Administration officials told reporters Tuesday evening that Trump believes his afternoon speech, set for 1 p.m. at the White House, will recognize reality and won’t derail peace efforts by his son-in-law and adviser Jared Kushner.
One official said it will be “a matter of some years, it won’t be months, it won’t be quick” before the U.S. embassy moves from Tel Aviv, and that the capital designation does not recognize Israeli sovereignty in East Jerusalem.
“It will take some time to find a site, address security concerns, design a new facility, fund a new facility, and build it — so this is not an instantaneous process,” the official said.

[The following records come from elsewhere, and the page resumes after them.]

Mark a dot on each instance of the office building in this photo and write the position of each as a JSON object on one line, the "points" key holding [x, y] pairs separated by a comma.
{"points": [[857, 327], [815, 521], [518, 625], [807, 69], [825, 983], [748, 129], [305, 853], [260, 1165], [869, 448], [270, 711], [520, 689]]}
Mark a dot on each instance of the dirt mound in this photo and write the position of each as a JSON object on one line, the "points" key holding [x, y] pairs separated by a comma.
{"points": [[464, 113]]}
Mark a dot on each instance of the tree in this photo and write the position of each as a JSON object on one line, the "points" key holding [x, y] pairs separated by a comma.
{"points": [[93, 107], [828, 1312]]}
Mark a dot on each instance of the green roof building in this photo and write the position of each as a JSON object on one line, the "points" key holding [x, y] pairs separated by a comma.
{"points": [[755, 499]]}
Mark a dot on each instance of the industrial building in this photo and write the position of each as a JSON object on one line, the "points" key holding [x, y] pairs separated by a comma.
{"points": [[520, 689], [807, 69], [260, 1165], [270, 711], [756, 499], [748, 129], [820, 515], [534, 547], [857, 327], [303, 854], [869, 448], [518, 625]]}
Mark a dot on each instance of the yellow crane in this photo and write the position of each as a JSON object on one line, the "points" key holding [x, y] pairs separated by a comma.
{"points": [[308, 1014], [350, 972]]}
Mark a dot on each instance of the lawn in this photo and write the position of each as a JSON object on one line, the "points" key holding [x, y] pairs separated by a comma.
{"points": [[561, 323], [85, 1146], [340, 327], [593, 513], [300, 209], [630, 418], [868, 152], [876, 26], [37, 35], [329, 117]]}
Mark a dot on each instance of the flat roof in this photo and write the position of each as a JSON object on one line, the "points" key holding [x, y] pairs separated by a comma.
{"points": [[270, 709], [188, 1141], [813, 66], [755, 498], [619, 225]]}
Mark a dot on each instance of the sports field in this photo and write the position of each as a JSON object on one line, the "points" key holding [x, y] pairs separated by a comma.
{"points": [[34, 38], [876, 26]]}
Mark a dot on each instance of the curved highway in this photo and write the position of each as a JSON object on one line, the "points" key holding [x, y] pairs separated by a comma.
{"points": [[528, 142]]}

Another official said the embassy may not be relocated before the end of Trump’s four-year term in office, which has about three years and one month remaining.
“As a practical matter, no embassy is constructed today anywhere in the world in shorter than three or four years — no embassy,” the second official said.
In the meantime, Trump will sign waivers every six months for the 1995 Jerusalem Embassy Act, which requires a funding cut to the State Department unless the U.S. embassy moves or the president signs a waiver.
The second official told reporters he disagreed with a suggestion that the Trump administration could, if it wanted, simply create a new plaque for the U.S. consulate building in Jerusalem declaring it to be the embassy tomorrow.
“We don’t just put a plaque on a door and open a mission,” the official said. “There are major security, structural concerns and very strict guidelines anywhere in the world that have to be followed.”
Officials said declaring Jerusalem to be Israel's capital does not change U.S. views on other issues, such as the legality of Jewish settlements on land taken from Jordan in 1967.
Officials said Trump consulted many world leaders and that “he believed moving forward on the basis of an acknowledged truth” would be beneficial to a final resolution of the Israeli-Palestinian conflict by separating a symbolic issue.
“We are leaving space for the Palestinians for this peace process to move forward,” one of the officials said.
Another official suggested that Kushner’s peace efforts have achieved greater progress than publicly known.
“A lot of that progress is invisible,” the official said, and “will become known when the time is right.”
The officials expressed concern about the safety of Americans, amid fear of violent reactions across Muslim-majority countries, but did not describe in detail plans to mitigate risk.